Die Markenstelle für Klasse 38 des Deutschen Patent- und Markenamtes hat die Erinnerung der Anmelderin vom 30.11.2001 gegen den Beschluß auf Ablehnung der Eintragung vom 23.10.2001 mit Beschluß vom 15.03.2002 wegen mangelnder Unterscheidungskraft gem. § 8 Abs. 2 Nr. 1 MarkenG und Bestehen eines Freihaltebedürfnisses im Sinn von § 8 Abs. 2 Nr. 2 MarkenG zurückgewiesen.
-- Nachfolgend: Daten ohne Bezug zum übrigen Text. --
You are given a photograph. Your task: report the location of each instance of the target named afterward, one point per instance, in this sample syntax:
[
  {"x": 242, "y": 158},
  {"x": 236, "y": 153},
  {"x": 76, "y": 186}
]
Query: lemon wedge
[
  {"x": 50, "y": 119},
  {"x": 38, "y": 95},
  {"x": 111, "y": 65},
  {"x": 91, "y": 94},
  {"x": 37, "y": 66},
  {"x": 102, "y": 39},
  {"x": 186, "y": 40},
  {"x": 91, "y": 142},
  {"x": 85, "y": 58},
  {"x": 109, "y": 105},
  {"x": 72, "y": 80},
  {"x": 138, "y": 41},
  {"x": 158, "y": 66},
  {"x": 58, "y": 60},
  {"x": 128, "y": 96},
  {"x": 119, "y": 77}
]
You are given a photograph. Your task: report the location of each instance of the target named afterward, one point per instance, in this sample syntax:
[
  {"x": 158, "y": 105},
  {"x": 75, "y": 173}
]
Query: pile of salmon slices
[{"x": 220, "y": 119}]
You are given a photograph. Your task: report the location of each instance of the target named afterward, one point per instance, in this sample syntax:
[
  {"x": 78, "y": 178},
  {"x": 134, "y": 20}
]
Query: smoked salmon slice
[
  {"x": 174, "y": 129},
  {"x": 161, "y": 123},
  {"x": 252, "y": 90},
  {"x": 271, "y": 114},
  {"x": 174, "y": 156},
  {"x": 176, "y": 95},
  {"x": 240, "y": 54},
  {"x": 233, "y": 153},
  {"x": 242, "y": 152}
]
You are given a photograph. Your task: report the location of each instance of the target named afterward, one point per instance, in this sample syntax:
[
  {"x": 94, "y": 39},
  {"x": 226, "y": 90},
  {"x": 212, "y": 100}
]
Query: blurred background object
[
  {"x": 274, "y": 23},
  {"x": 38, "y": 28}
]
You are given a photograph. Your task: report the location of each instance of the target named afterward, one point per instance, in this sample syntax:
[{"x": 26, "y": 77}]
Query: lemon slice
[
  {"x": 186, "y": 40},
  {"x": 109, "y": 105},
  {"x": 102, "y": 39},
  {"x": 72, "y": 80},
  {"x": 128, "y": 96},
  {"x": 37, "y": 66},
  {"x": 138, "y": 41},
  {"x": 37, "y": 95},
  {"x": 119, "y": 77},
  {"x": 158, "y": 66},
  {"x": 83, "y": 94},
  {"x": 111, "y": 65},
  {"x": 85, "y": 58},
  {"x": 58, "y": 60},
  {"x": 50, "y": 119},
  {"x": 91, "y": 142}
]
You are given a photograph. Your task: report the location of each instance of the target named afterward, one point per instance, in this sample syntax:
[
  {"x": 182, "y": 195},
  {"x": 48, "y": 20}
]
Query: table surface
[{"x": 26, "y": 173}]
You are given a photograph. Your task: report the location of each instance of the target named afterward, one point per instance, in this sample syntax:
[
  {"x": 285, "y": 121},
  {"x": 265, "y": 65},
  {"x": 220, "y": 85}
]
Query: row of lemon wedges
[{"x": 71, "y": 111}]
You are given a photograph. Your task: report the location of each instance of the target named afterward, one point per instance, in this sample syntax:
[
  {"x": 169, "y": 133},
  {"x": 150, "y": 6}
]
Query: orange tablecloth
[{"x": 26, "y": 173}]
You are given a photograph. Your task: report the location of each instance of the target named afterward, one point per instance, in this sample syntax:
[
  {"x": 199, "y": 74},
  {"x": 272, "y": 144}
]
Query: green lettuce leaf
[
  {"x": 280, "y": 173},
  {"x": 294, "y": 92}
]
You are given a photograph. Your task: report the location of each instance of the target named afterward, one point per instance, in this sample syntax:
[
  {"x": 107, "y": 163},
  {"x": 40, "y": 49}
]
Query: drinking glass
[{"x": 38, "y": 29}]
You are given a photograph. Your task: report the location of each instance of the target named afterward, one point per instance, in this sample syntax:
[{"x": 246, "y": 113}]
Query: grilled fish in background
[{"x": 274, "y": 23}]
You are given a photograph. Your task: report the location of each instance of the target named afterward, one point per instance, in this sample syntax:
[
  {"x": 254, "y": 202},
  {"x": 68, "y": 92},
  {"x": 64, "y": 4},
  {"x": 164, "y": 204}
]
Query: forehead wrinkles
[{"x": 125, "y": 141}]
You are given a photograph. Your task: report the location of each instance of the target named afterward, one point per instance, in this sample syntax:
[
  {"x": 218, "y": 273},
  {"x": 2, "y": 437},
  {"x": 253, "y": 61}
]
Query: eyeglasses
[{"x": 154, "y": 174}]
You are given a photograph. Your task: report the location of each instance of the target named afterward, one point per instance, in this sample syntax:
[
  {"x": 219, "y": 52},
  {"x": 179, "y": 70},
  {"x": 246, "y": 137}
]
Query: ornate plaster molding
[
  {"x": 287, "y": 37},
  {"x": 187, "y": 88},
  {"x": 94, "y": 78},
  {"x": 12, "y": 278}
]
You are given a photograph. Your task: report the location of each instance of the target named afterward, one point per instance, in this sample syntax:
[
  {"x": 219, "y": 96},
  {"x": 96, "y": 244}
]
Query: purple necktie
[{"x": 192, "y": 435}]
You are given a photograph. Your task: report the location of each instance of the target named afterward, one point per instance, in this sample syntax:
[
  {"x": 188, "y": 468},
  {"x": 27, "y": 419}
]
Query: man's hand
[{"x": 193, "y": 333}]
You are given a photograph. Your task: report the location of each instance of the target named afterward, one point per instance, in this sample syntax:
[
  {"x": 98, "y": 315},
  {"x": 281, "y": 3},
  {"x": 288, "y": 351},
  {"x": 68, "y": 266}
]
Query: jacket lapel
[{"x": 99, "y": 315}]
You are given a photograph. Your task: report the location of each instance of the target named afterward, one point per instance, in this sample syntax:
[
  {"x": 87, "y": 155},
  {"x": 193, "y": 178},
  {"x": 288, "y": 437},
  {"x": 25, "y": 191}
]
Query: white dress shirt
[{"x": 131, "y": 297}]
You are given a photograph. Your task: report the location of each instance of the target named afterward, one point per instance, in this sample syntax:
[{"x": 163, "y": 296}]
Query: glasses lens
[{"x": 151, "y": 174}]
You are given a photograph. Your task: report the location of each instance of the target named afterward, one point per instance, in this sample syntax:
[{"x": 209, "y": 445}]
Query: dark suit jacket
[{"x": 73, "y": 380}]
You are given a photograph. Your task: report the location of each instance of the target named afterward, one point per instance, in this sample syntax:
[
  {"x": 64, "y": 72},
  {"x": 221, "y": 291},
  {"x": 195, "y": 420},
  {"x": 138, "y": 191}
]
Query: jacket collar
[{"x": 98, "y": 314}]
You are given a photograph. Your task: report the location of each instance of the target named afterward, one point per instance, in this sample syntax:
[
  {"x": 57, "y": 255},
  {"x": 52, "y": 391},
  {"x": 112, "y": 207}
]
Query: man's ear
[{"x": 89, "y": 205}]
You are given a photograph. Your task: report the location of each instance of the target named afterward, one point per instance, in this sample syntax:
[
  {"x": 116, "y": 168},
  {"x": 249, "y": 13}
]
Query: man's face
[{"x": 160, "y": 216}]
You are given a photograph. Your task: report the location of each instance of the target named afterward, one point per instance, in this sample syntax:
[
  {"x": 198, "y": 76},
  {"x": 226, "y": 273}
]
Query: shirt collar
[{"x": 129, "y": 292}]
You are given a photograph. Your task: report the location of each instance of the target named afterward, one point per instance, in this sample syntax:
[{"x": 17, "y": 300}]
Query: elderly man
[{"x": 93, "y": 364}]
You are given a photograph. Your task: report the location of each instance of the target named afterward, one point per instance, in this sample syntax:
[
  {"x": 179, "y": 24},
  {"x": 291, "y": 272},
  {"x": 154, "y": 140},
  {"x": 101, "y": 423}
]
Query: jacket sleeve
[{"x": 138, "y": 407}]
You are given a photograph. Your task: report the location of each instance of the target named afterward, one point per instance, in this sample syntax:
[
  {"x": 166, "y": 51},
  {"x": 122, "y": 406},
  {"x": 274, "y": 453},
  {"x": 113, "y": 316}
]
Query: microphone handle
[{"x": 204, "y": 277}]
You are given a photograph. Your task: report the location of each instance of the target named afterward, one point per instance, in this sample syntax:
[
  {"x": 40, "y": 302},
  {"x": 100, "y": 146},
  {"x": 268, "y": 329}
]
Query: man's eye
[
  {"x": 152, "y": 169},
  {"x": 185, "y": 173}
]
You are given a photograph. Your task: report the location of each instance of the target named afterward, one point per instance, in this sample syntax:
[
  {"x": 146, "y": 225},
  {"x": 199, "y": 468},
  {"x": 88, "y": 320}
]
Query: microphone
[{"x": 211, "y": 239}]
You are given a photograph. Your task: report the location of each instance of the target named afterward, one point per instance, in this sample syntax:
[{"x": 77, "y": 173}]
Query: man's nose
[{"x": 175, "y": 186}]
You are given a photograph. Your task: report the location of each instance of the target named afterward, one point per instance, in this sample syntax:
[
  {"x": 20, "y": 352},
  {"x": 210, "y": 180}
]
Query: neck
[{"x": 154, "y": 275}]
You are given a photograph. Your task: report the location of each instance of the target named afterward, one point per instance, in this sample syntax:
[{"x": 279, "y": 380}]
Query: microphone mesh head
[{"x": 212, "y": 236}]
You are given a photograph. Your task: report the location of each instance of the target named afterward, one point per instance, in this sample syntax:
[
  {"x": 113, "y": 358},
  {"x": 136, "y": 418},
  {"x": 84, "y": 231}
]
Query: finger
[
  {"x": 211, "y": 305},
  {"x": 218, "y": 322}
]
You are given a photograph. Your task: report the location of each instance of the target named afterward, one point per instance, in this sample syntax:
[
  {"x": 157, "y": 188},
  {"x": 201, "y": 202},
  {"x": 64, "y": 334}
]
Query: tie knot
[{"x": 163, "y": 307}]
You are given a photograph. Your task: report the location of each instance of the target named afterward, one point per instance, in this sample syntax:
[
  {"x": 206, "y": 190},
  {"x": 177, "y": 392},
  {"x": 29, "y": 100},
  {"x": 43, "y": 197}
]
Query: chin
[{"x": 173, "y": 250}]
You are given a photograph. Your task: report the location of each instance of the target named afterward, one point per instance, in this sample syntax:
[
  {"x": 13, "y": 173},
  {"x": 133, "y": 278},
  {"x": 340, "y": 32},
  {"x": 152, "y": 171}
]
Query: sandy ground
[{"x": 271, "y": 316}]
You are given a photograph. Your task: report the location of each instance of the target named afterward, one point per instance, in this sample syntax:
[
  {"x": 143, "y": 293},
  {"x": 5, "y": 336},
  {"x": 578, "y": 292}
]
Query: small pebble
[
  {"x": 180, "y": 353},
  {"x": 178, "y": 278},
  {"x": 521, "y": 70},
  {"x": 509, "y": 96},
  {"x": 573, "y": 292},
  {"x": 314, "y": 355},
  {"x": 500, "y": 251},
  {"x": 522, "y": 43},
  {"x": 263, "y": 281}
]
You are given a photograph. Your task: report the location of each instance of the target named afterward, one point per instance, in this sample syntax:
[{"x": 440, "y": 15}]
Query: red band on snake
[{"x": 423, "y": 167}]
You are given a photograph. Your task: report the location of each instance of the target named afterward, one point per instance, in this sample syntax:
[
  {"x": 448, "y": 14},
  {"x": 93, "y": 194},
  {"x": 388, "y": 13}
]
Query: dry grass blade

Das DPMA vertritt die Auffassung, die Wortschöpfung ZERTIFIKATEWEB bestehe aus den Wortbestandteilen "Zertifikate" und "Web", die einerseits eine "amtliche Bescheinigung, Bestätigung" bedeuten, andrerseits auf das "World Wide Web" hinweisen. "Web" für sich allein stehe lediglich für einen Hinweis auf das Internet. "Zertifikate" sei dagegen ein beschreibender Begriff, insbesondere im Hinblick auf die Dienstleistungen im Tätigkeitsfeld der Anmelderin, weshalb auch der Gesamtbegriff kein unternehmenskennzeichnendes Merkmal aufweise. "Zertifikat" sei darüber hinaus ein Fachbegriff der Börsensprache, der freihaltebedürftig sei.

Mit ihrer hiergegen gerichteten Beschwerde vom 11.04.2002 (Bl. 5 ff. d. A.) trägt die Anmelderin vor, dass das angemeldete Zeichen über die erforderliche Unterscheidungskraft verfüge und darüber hinaus kein Freihaltebedürfnis bestehe.

Der Begriffsinhalt der Wortkombination sei nicht klar und unmissverständlich, sondern so diffus, dass der genaue Bedeutungsgehalt nicht unmittelbar erkennbar sei. Der Begriff lasse daher aufgrund einer gewissen Unschärfe nicht jegliche Unterscheidungskraft vermissen, was für die Eintragungsfähigkeit ausreichend sei (unter Hinweis auf BGH GRUR 2001, 162/163 - RATIONAL SOFTWARE CORPORATION; BGH GRUR 2002, 64 - INDIVIDUELLE).

"WEB" selbst sei insbesondere im Hinblick auf die Klassen 36 und 41 in keinem Fall beschreibend, da dort keine Dienstleistung auf dem Gebiet der elektronischen Datenverarbeitung angemeldet sei. Schon aus diesem Grund sei ZERTIFIKATEWEB in seiner Gesamtheit schutzfähig, da nur ausschließlich aus beschreibenden Angaben bestehende Marken nach § 8 Ab. 2 Nr. 2 MarkenG ausgeschlossen sein könnten.

Aus dem Gesamtbegriff sei auch kein unmittelbarer Dienstleistungsbezug hinsichtlich der beantragten Klassen erkennbar. Die Dienstleistungen der Klasse 41 würden allenfalls mittelbar umschrieben.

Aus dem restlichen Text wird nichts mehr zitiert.